Looking at tracker 20 on Fjalls we can see it settling into winter – running on battery:
now that average temperatures are below zero the solar charging of the battery is very rare (to save the battery from charging when too cold). It also skipped a few readings in january – which is unusual behaviour – possibly due to its base station misbehaving?
however the Fjalls base stays quite warm (especially in the sun!) so is solar charging OK.
we can see from plotting lat/long that it started to have more outlier readings recently (bottom right). There is usually a very consistent plot of points.
Its altitude jumped upwards in mid december! we can also see the drop due to melting before september and the gradual rise during autumn.
first we installed a new base station closer to the breidamerkurjokull glacier – which had retreated a lot! The new base uses GPRS to send rover data directly to our server.

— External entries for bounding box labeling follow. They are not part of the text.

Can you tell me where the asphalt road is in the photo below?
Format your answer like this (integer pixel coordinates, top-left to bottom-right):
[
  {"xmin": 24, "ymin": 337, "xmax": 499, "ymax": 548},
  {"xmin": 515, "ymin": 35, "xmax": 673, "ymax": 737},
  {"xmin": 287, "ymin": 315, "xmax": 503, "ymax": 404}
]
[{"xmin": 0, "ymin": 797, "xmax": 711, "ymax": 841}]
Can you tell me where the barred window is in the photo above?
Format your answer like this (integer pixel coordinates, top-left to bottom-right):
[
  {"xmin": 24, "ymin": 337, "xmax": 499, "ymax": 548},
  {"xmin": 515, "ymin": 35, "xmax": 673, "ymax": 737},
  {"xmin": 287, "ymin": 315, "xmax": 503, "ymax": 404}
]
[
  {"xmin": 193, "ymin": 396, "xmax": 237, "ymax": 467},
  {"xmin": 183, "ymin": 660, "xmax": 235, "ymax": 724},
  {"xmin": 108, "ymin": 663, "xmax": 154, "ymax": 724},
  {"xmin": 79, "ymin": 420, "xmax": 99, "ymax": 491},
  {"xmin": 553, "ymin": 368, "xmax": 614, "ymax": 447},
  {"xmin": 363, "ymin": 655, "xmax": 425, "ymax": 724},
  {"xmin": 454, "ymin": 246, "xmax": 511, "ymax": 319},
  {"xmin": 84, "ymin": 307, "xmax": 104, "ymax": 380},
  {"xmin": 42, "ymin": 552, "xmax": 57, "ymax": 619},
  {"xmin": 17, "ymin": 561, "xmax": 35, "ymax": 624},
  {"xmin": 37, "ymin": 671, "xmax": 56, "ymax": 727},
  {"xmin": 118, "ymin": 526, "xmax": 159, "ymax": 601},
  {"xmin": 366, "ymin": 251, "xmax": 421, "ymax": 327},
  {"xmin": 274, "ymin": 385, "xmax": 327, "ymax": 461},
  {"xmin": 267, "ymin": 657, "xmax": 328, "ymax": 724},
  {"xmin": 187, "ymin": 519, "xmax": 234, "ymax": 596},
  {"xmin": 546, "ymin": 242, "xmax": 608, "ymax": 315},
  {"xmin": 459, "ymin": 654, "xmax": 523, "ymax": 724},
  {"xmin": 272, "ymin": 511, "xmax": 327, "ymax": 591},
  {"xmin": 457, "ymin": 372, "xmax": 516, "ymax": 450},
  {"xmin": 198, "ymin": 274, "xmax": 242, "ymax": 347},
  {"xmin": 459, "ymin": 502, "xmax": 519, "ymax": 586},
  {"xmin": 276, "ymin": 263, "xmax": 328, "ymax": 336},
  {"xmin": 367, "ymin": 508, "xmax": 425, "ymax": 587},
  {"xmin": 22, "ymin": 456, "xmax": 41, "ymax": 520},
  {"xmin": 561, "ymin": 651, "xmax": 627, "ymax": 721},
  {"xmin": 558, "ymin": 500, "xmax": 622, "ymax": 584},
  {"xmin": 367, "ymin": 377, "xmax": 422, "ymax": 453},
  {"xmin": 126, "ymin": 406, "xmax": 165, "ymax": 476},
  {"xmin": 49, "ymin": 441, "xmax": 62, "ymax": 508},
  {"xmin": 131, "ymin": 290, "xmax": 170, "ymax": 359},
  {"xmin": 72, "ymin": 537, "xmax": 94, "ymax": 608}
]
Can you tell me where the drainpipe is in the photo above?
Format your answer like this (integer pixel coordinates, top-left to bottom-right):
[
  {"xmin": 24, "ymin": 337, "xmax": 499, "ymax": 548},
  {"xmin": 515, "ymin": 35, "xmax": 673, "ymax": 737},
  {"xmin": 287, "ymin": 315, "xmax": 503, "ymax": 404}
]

then installed rover19 at 100m altitude on the glacier
carrying the Fjalls rover20 up to the glacier
new rover20 on Fjalls
We did our first tracker placement using the large UAV (Matrice 300) about 1km away on Breida at an altitude of 130m. We used a camera+release mechanism which gave us a down-looking feed to place it precicely in a safe area (which we can walk to). This tracker 21 has a smaller GPS and radio antenna and a light-weight “quadpod”.
We installed a Browning HP4 camera on the Fjalls base station pole to test it as a way of getting a long sequence of timelapse images. It has their solar panel fitted (small one half way up) – and is filled with lithium AA batteries.
The camera will take a couple of photos after sunrise and before sunset – it is very restrictive on timelapse unlike the Brinno cameras.